Still, as a developmental and behavioral pediatrician, Earls is interested in ensuring mental health issues are caught as early as possible.
“I think the bigger take-home to this research is the number of kids who have disorders,” she said.
“We should be regularly asking kids about how they’re doing, identifying issues as they’re emerging, and working on earlier intervention, before these issues become a crisis.”
Parents can play a role in helping that to happen by bringing concerns to their child’s pediatrician as soon as they have them.
Rannazzisi says that signs your child might need help include:
- significant mood changes including persistent negative mood or frequently changing moods
- significant behavior changes, for example a straight A student begins failing classes
- excessive fear or worries
- loss of interest in people, objects, and activities they used to enjoy
- difficulty concentrating
- a decline in self-care (e.g., hygiene, grooming)
- difficulty initiating or maintaining social relationships
- physical symptoms such as headaches, stomachaches, changes in appetite, and sudden weight loss or gain
- self-injurious behavior
- substance use
Because she specializes in identifying issues with very young children, Earls mentioned paying attention to feeding problems and interactions with others even as early as infancy.
For school-age children, she said that their willingness to go to school or participate in the family can bring up reasons for potential concern.
But what about the parents who simply aren’t sure if what they’re seeing is the sign of a mental health issue versus a child simply behaving badly — as most children will occasionally do?

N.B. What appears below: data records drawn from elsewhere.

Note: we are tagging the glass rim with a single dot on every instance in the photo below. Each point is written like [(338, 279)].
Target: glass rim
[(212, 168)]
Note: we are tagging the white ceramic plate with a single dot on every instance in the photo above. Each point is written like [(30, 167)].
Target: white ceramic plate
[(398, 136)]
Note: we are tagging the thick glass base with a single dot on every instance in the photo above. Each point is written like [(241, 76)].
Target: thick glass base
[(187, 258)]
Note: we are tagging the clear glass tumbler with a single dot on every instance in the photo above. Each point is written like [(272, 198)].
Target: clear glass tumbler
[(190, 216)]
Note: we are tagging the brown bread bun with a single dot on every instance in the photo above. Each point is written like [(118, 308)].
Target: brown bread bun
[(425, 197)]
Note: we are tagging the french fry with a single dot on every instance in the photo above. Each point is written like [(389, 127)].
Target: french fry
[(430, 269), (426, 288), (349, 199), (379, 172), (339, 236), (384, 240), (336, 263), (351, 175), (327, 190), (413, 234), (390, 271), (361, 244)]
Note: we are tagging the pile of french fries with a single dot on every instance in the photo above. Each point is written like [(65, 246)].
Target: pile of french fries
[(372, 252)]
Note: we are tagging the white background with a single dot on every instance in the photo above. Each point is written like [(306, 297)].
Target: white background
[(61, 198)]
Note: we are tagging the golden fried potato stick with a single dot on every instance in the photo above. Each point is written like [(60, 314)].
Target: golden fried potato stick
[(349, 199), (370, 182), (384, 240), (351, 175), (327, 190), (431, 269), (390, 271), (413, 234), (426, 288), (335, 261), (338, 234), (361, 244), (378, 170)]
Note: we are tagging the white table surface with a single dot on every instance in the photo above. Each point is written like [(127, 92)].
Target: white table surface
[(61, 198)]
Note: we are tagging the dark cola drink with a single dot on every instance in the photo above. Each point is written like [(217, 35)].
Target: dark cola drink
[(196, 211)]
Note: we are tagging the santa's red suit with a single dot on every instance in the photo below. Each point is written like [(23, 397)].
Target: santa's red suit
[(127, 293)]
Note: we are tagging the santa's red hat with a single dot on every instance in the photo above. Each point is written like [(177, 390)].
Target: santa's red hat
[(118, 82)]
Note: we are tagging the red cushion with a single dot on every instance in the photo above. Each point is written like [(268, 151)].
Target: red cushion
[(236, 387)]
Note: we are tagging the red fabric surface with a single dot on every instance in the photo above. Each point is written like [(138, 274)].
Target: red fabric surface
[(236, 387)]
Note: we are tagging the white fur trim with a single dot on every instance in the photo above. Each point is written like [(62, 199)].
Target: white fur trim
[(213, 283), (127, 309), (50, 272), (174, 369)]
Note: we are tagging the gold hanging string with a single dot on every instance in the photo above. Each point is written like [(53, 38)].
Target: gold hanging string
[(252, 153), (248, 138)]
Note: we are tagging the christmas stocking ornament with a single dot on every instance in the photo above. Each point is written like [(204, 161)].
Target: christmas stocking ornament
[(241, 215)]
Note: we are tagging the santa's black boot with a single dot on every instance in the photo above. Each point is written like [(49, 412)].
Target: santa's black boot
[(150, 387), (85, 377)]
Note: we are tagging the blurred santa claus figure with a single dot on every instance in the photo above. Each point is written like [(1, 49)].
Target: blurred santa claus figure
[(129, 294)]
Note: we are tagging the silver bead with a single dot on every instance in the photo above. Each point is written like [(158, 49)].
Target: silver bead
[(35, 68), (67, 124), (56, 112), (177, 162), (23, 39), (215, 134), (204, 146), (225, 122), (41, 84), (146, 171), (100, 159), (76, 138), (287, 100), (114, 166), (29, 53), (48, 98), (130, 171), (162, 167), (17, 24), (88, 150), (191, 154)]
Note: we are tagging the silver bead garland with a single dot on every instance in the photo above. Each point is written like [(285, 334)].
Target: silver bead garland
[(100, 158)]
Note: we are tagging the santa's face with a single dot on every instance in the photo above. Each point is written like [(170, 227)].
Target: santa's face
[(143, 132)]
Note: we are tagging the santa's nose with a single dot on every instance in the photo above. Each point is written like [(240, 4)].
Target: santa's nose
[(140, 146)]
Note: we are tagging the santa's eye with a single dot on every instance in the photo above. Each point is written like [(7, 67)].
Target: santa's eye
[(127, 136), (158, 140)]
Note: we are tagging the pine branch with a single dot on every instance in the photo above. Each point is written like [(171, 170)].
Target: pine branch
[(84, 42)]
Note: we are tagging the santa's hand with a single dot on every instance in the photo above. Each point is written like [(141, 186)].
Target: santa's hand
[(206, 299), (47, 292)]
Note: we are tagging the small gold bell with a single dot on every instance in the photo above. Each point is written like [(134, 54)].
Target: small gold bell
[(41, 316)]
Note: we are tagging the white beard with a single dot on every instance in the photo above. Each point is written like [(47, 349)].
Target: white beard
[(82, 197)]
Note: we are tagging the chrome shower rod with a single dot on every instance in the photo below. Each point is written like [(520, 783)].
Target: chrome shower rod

Rannazzisi says parents should look at two things in that case: severity and duration.
If your child’s behavior is “severe enough to significantly impact” their daily functioning at home or school, it’s worth bringing up.
And while she says all kids go through phases, “mental disorders are not transient in nature. If the symptoms are persisting for weeks at a time, that would be a major red flag for me.”
When in doubt, Earls suggests starting by bringing your concerns to your child’s pediatrician.
“We don’t want to pathologize a normal developmental stage,” she explained. “A lot of parents might not understand that their 2 year old biting can be normal. So being able to access people who have experiences with those age groups is important. If you have a pediatrician whom you trust, start there.”
Rannazzisi agrees. “I would encourage parents to speak with their child’s doctor, as well as their child’s school-based mental health team. They can provide you with resources and recommendations for getting support both at home, school, and in the community.”
If you’re concerned about your child’s mental health, know that there’s help available, and that mental health issues are in no way a reflection of you or your parenting.
The first and hardest step is sometimes just making that call for help.